If you are using strong, continuous leg-squeezing to keep your horse loping, you are getting in his way. Gripping and squeezing with the legs will make your body rigid, unable to move with the horse, and the horse's natural (and sensible) reaction will be to jog instead. The solution for this is to return to a single ask-and-wait policy, or a cue-and-relax one. ASK the horse to lope, then wait and allow him to do what you've asked. If he doesn't respond, ask again in the same way, don't change your upright, balanced position, and reinforce your cue with a single whack from a loud "popper" somewhere behind the saddle. By constantly squeezing, you not only make it difficult for the horse to lope at all, you remove his reason for doing it. Look at the situation from the horse's point of view: he's been taught to respons to cues, so he understands that you'll give a cue, he will do whatever it is (if he can, and if it doesn't hurt), and then you will take away the cue to say "Yes, thank you Horse, that was what I wanted." From your horse's point of view, you don't want a lope -- if that was what you wanted, you would stop asking when he began to do it, so the fact that you are still asking him for SOMETHING means that the something you wanted couldn't have been the lope -- but he doesn't know what you DO want. At this point, 99 out of 100 horses will either jog or buck in sheer frustration.

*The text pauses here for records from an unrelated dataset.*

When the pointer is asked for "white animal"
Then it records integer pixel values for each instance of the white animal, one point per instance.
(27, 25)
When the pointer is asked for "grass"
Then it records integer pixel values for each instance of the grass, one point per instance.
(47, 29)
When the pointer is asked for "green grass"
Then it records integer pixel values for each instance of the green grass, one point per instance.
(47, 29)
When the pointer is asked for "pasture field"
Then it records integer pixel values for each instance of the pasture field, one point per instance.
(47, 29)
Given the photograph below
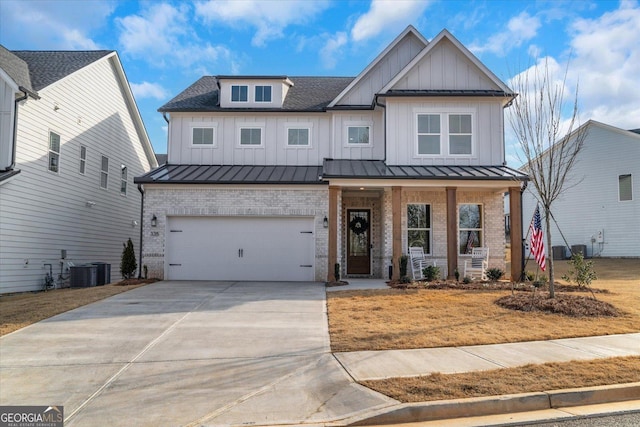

One more possibility: if you are apprehensive about loping, and worry that the horse will buck as you ask for the lope, you probably lean or curl your body forward whilst bringing your rein hand back toward your stomach, thus tightening your reins instead of loosening them. This tells the horse "DON'T LOPE -- BUT DO SOMETHING NOW!!!!" Since you clearly want him to do SOMETHING, he'll buck once (a natural reaction to being sent forward and held back simultaneously), then go into a fast trot (a natural reaction to being told to go forward but without the freedom to reach with his head and neck, as he needs to do at the lope.

With your instructor watching you, practice asking for the lope quietly, cue-and-relax, then cue-and-pop-and-relax if he doesn't respond to cue-and-relax. When you ask, sit up straight and push your rein hand FORWARD to give him more rein. Don't worry -- holding the rein tightly will cause, not prevent, a buck. You need to tell the horse "I'd like you to lope, that is lope NOW, and I'm setting it up to make it very easy for you." If he does throw in that single buck, you'll ride it better if you're sitting tall. ;-)

Once you get the lope, sit up, let your lower back just move softly with the saddle, keep your rein hand forward, and TALK to the horse. Tell him what he's doing and what a good boy he is for doing it. Horses have to know when they've done what we want, or they'll just do something else and then something else again, until we let them know that they've done what we wanted.

Maybe some of this applies to you and your horse -- maybe not. But if you're sure that the horse is sound and has no back bruising, iand if you can be certain that the tack isn't a factor, and that the ONLY variable in the picture is the particular human in the saddle, then these are the most likely, common problems and their solutions.

Good luck, and let me know what happens.